Large language models have shown impressive results for multi-hop mathematical reasoning when the input question is only textual. Many mathematical reasoning problems, however, contain both text and image. With the ever-increasing adoption of vision language models (VLMs), understanding their reasoning abilities for such problems is crucial. In this paper, we evaluate the reasoning capabilities of VLMs along various axes through the lens of geometry problems. We procedurally create a synthetic dataset of geometry questions with controllable difficulty levels along multiple axes, thus enabling a systematic evaluation. The empirical results obtained using our benchmark for state-of-the-art VLMs indicate that these models are not as capable in subjects like geometry (and, by generalization, other topics requiring similar reasoning) as suggested by previous benchmarks. This is made especially clear by the construction of our benchmark at various depth levels, since solving higher-depth problems requires long chains of reasoning rather than additional memorized knowledge. We release the dataset for further research in this area.

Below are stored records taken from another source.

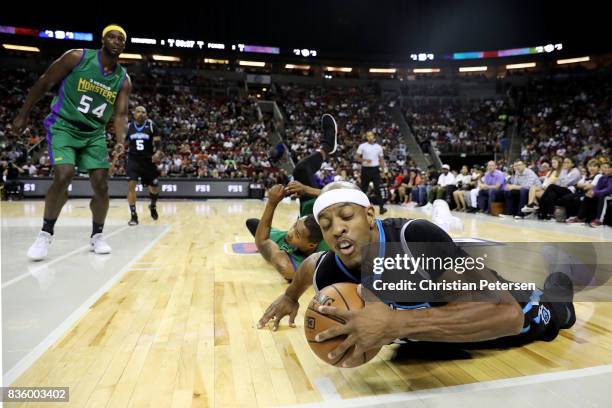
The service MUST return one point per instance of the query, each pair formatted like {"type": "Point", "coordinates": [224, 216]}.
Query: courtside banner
{"type": "Point", "coordinates": [431, 272]}
{"type": "Point", "coordinates": [169, 187]}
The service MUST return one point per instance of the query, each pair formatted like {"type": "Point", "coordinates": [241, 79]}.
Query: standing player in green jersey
{"type": "Point", "coordinates": [93, 86]}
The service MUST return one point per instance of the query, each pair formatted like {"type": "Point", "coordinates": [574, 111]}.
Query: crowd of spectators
{"type": "Point", "coordinates": [453, 125]}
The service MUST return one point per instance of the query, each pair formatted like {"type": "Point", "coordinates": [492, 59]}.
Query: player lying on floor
{"type": "Point", "coordinates": [286, 250]}
{"type": "Point", "coordinates": [348, 223]}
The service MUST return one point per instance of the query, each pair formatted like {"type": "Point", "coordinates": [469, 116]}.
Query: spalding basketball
{"type": "Point", "coordinates": [342, 296]}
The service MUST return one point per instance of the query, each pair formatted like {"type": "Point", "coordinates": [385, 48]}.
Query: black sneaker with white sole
{"type": "Point", "coordinates": [559, 293]}
{"type": "Point", "coordinates": [154, 214]}
{"type": "Point", "coordinates": [329, 127]}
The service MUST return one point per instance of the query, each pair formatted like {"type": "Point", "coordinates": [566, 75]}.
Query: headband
{"type": "Point", "coordinates": [115, 28]}
{"type": "Point", "coordinates": [340, 195]}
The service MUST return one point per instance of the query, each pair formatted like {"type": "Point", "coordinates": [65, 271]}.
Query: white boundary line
{"type": "Point", "coordinates": [464, 388]}
{"type": "Point", "coordinates": [327, 389]}
{"type": "Point", "coordinates": [55, 335]}
{"type": "Point", "coordinates": [55, 260]}
{"type": "Point", "coordinates": [228, 251]}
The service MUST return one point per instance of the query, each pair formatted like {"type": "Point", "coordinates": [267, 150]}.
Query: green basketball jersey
{"type": "Point", "coordinates": [86, 97]}
{"type": "Point", "coordinates": [296, 257]}
{"type": "Point", "coordinates": [306, 206]}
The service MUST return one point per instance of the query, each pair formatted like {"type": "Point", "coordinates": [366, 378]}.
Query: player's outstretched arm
{"type": "Point", "coordinates": [297, 188]}
{"type": "Point", "coordinates": [121, 111]}
{"type": "Point", "coordinates": [56, 72]}
{"type": "Point", "coordinates": [266, 247]}
{"type": "Point", "coordinates": [287, 304]}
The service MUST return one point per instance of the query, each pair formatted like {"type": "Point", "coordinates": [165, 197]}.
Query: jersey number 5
{"type": "Point", "coordinates": [85, 105]}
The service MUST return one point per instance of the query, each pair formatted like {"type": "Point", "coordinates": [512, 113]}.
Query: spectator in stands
{"type": "Point", "coordinates": [471, 197]}
{"type": "Point", "coordinates": [573, 202]}
{"type": "Point", "coordinates": [565, 184]}
{"type": "Point", "coordinates": [517, 190]}
{"type": "Point", "coordinates": [491, 188]}
{"type": "Point", "coordinates": [593, 208]}
{"type": "Point", "coordinates": [463, 180]}
{"type": "Point", "coordinates": [535, 192]}
{"type": "Point", "coordinates": [444, 187]}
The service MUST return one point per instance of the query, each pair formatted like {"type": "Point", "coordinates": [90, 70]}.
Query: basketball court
{"type": "Point", "coordinates": [169, 319]}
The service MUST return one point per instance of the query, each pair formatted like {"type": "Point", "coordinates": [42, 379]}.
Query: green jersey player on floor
{"type": "Point", "coordinates": [93, 86]}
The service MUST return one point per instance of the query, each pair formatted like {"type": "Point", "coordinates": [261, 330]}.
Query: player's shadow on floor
{"type": "Point", "coordinates": [419, 351]}
{"type": "Point", "coordinates": [414, 352]}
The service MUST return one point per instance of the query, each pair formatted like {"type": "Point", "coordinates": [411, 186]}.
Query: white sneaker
{"type": "Point", "coordinates": [39, 249]}
{"type": "Point", "coordinates": [98, 245]}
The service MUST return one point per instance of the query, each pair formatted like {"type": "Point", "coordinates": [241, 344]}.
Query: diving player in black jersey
{"type": "Point", "coordinates": [348, 223]}
{"type": "Point", "coordinates": [140, 162]}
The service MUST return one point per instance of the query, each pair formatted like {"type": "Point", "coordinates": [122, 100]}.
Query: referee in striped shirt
{"type": "Point", "coordinates": [371, 157]}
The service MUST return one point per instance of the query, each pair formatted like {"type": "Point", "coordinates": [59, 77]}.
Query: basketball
{"type": "Point", "coordinates": [342, 296]}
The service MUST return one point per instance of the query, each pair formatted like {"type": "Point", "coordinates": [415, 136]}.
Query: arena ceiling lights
{"type": "Point", "coordinates": [251, 63]}
{"type": "Point", "coordinates": [304, 52]}
{"type": "Point", "coordinates": [573, 60]}
{"type": "Point", "coordinates": [339, 69]}
{"type": "Point", "coordinates": [137, 40]}
{"type": "Point", "coordinates": [521, 66]}
{"type": "Point", "coordinates": [423, 56]}
{"type": "Point", "coordinates": [130, 56]}
{"type": "Point", "coordinates": [215, 61]}
{"type": "Point", "coordinates": [425, 70]}
{"type": "Point", "coordinates": [166, 58]}
{"type": "Point", "coordinates": [472, 69]}
{"type": "Point", "coordinates": [382, 70]}
{"type": "Point", "coordinates": [21, 48]}
{"type": "Point", "coordinates": [55, 34]}
{"type": "Point", "coordinates": [294, 66]}
{"type": "Point", "coordinates": [505, 53]}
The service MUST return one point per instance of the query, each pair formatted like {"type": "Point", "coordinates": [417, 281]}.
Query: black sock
{"type": "Point", "coordinates": [154, 198]}
{"type": "Point", "coordinates": [48, 225]}
{"type": "Point", "coordinates": [97, 228]}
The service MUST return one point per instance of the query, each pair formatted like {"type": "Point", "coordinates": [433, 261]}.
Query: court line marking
{"type": "Point", "coordinates": [463, 388]}
{"type": "Point", "coordinates": [59, 331]}
{"type": "Point", "coordinates": [229, 252]}
{"type": "Point", "coordinates": [327, 389]}
{"type": "Point", "coordinates": [55, 260]}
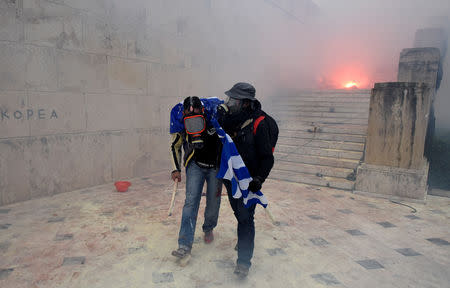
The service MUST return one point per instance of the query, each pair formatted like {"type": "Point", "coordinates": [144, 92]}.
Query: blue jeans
{"type": "Point", "coordinates": [246, 227]}
{"type": "Point", "coordinates": [195, 178]}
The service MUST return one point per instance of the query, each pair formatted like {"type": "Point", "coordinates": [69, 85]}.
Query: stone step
{"type": "Point", "coordinates": [324, 128]}
{"type": "Point", "coordinates": [337, 94]}
{"type": "Point", "coordinates": [321, 119]}
{"type": "Point", "coordinates": [296, 177]}
{"type": "Point", "coordinates": [317, 160]}
{"type": "Point", "coordinates": [322, 136]}
{"type": "Point", "coordinates": [304, 114]}
{"type": "Point", "coordinates": [321, 103]}
{"type": "Point", "coordinates": [336, 145]}
{"type": "Point", "coordinates": [290, 149]}
{"type": "Point", "coordinates": [314, 99]}
{"type": "Point", "coordinates": [312, 108]}
{"type": "Point", "coordinates": [314, 170]}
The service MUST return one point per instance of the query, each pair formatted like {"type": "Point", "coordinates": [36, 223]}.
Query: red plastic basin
{"type": "Point", "coordinates": [122, 186]}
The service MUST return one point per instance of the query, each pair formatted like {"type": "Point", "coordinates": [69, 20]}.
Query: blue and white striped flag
{"type": "Point", "coordinates": [233, 168]}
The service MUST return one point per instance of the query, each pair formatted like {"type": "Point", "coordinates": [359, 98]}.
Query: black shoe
{"type": "Point", "coordinates": [241, 270]}
{"type": "Point", "coordinates": [181, 252]}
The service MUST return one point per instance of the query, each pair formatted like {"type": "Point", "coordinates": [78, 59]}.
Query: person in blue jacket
{"type": "Point", "coordinates": [190, 128]}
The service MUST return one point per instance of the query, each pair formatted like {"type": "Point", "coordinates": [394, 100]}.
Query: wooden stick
{"type": "Point", "coordinates": [269, 214]}
{"type": "Point", "coordinates": [172, 202]}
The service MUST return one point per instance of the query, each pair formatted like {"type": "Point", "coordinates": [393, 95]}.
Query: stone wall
{"type": "Point", "coordinates": [398, 121]}
{"type": "Point", "coordinates": [86, 86]}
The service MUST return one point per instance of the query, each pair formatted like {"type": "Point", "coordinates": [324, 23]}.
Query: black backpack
{"type": "Point", "coordinates": [273, 128]}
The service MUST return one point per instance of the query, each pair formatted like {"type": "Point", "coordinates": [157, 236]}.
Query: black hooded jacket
{"type": "Point", "coordinates": [254, 147]}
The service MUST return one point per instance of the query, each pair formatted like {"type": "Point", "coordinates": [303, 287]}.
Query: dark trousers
{"type": "Point", "coordinates": [246, 227]}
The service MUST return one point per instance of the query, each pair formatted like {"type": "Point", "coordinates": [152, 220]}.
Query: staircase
{"type": "Point", "coordinates": [322, 136]}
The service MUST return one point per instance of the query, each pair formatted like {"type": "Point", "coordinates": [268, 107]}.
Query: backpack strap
{"type": "Point", "coordinates": [256, 123]}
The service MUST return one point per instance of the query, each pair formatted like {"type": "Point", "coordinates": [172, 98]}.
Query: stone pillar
{"type": "Point", "coordinates": [394, 157]}
{"type": "Point", "coordinates": [419, 65]}
{"type": "Point", "coordinates": [431, 37]}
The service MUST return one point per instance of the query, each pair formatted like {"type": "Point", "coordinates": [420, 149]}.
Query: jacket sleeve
{"type": "Point", "coordinates": [175, 147]}
{"type": "Point", "coordinates": [263, 150]}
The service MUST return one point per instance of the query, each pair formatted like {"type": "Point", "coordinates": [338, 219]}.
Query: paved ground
{"type": "Point", "coordinates": [101, 238]}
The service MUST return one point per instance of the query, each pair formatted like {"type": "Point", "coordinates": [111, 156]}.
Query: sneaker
{"type": "Point", "coordinates": [181, 252]}
{"type": "Point", "coordinates": [241, 270]}
{"type": "Point", "coordinates": [209, 237]}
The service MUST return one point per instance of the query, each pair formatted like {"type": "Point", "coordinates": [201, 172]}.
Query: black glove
{"type": "Point", "coordinates": [255, 185]}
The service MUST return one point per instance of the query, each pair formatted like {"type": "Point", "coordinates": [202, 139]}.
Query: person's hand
{"type": "Point", "coordinates": [255, 185]}
{"type": "Point", "coordinates": [176, 176]}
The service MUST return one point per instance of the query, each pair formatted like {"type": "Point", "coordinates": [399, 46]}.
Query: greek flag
{"type": "Point", "coordinates": [232, 168]}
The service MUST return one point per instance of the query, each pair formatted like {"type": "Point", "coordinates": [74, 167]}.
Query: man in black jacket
{"type": "Point", "coordinates": [240, 117]}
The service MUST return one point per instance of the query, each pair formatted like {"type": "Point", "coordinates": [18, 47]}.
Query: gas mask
{"type": "Point", "coordinates": [234, 105]}
{"type": "Point", "coordinates": [194, 126]}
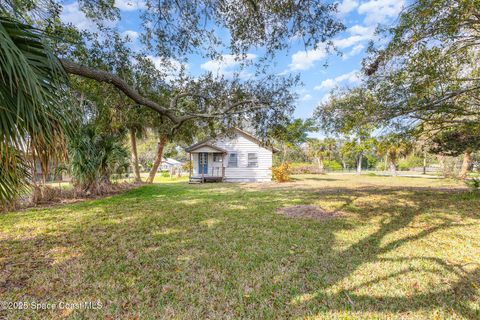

翻译：大型语言模型在处理仅包含文本输入的多跳数学推理问题方面已展现出令人瞩目的成果。然而，许多数学推理问题同时包含文本和图像。随着视觉语言模型（VLM）的日益普及，理解它们在此类问题上的推理能力至关重要。本文以几何问题为切入点，从多个维度评估了VLM的推理能力。我们通过程序化方式生成了一组具有可控难度维度的合成几何问题数据集，从而实现系统性的评估。使用我们构建的基准对当前最先进的VLM进行实证分析的结果表明，这些模型在几何（以及推而广之的其他需要类似推理的领域）等学科上的能力并不如以往基准所显示的那么出色。这一点尤其体现在我们按不同深度层级构建的基准上，因为解决更深层次的问题需要长链推理，而非额外的记忆性知识。我们已发布该数据集，以支持该领域的进一步研究。